Observation data Epoch J2000.0 Equinox J2000.0 (ICRS)
- Constellation: Telescopium
- Right ascension: 20^{h} 07^{m} 23.15599^{s}
- Declination: −52° 52′ 50.8490″
- Apparent magnitude (V): +4.89 – 4.94

Characteristics
- Evolutionary stage: red giant branch
- Spectral type: K5 III or M1 IIab
- U−B color index: +1.90
- B−V color index: +1.61
- Variable type: LB:

Astrometry
- Radial velocity (R_{v}): +36.0 km/s
- Proper motion (μ): RA: −12.98 mas/yr Dec.: +7.50 mas/yr
- Parallax (π): 3.02±0.35 mas
- Distance: approx. 1,100 ly (approx. 330 pc)
- Absolute magnitude (M_{V}): −2.64

Details
- Mass: 6.6 M_{☉}
- Radius: 134 R_{☉}
- Luminosity: 3,413 L_{☉}
- Surface gravity (log g): 0.99 cgs
- Temperature: 4,529 K
- Other designations: ξ Tel, CPD−53°9794, FK5 755, HD 190421, HIP 99120, HR 7673, SAO 246443

Database references
- SIMBAD: data

= Xi Telescopii =

Star in the constellation Telescopium

Xi Telescopii, Latinized from ξ Telescopii, is a solitary star in the southern constellation of Telescopium. It is visible to the naked eye, with an apparent visual magnitude of +4.9. Based upon an annual parallax shift of 3.02 mas as measured from Earth, it is located approximately 1,100 light-years from the Sun.
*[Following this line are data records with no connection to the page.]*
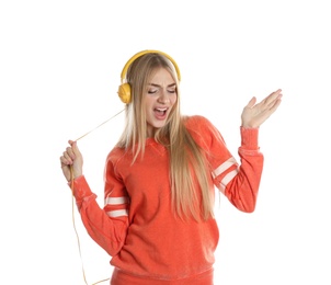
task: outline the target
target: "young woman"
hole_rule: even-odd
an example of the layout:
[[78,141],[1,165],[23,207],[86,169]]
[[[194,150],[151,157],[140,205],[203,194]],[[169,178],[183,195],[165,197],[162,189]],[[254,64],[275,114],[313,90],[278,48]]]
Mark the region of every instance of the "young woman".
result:
[[83,225],[112,256],[113,285],[212,285],[214,190],[239,210],[254,210],[263,168],[259,127],[277,110],[282,91],[260,103],[252,98],[243,109],[238,163],[207,118],[181,114],[180,70],[169,55],[136,54],[122,80],[126,126],[106,158],[102,208],[77,142],[69,140],[60,157]]

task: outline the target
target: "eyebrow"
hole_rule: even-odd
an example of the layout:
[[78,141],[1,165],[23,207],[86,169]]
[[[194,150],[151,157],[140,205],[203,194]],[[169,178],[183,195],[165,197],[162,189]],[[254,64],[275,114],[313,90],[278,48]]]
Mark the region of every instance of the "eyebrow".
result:
[[[159,87],[159,88],[161,88],[161,86],[159,86],[159,84],[155,84],[155,83],[149,83],[149,86],[151,86],[151,87]],[[175,87],[175,83],[169,84],[167,88],[169,88],[169,87]]]

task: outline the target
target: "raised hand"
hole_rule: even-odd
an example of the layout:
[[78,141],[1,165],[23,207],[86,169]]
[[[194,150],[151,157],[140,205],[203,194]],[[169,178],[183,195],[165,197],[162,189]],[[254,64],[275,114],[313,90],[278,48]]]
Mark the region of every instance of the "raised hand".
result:
[[282,102],[282,89],[276,90],[256,104],[253,96],[241,113],[241,126],[256,128],[262,125],[279,106]]
[[64,151],[64,155],[60,157],[60,162],[64,175],[69,182],[71,180],[71,167],[73,179],[82,175],[83,158],[77,142],[72,140],[69,140],[68,142],[70,146]]

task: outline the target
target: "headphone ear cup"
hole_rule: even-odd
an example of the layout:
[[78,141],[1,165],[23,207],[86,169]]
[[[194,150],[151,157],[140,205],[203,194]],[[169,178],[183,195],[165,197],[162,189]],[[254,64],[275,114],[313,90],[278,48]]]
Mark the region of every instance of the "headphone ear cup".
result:
[[123,103],[128,104],[132,101],[132,88],[129,83],[121,84],[117,94]]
This is an evolved star with a stellar classification of K5 III or M1 IIab, indicating it is a giant or bright giant star. This is a variable star tentatively classified as a slow irregular-type variable with a brightness that varies between magnitude +4.89 and +4.94. Koen and Eyer examined the Hipparcos data for this star, and found that it varied periodically, with a period of 12.36 days, and an amplitude of 0.0083 magnitudes. With around 134 times the Sun's radius, it shines with a luminosity approximately 3,400 times that of the Sun and has a surface temperature of 4529 K.